世界的に見てもメコン川は、水生生物の最も豊かな地域の一つだ。それは、南米アマゾン川に次ぐといわれている。生息が特定・推定されている魚は、1200種類以上に及んでいる。食料として、重要な蛋白源となっている魚は、約120種が商業的に取り引きされている。
メコン川の流れの速い上流では、ドジョウや吸盤ナマズ、鯉などの魚が主流である。流れの緩やかな中流や下流域では、鯉やメコンに多いナマズが中心となる。メコン川の魚の多くは、河川の中で回遊している。
現在危機に直面しているのが、淡水に生息するメコンイルカである。かつて下流部では、一般的に見られたそうだが、治水と乱獲によって、見ることが非常に稀になってしまったという。その他、カワウソや固有種のシャムワニも、同様な運命にあるようだ。
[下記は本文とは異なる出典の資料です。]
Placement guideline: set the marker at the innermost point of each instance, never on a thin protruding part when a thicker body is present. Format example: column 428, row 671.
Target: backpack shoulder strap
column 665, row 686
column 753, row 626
ナマズの豊富なメコン川で、その巨大さは驚くばかりだ。「プラー・ブグ」という巨大ナマズは、体長3メートルにも達し、鱗の無い魚では、世界一とも言われている。
このプラー・ブグは、メコン川にしか生息しておらず、その生態などは不明な点が多いという。産卵期の4月から6月に、ラオス南部からメコン川を遡り、中国の雲南省辺りで産卵するといわれている。その後、再び下流に戻ってくるという。
毎年4月下旬から5月末まで、タイ北部のチェンコーンのとある村では、この巨大ナマズのプラー・ブグ漁が行われている。その時節は、ちょうど乾期の終るころで、メコンの水量が最も少なくなるころでもある。狭まった川幅いっぱいに、舟で網を流してプラー・ブグを捕獲するのだ。
そんな時期になると、漁師たちは川岸に番屋のような臨時の掘っ立て小屋を建て、そこで暮らす。そのひと月ほどの間に、300人から400人の漁師が集まってくるという。そんな人気の原因は、単なるビッグ・ハンターだけではない。プラー・ブグの肉が珍味であり、高値で取引されるからだ。しかし、そんなに多くのニワカ漁師たちが大金を手に入れることは難しく、巨大ナマズはなかなか捕獲できないようだ。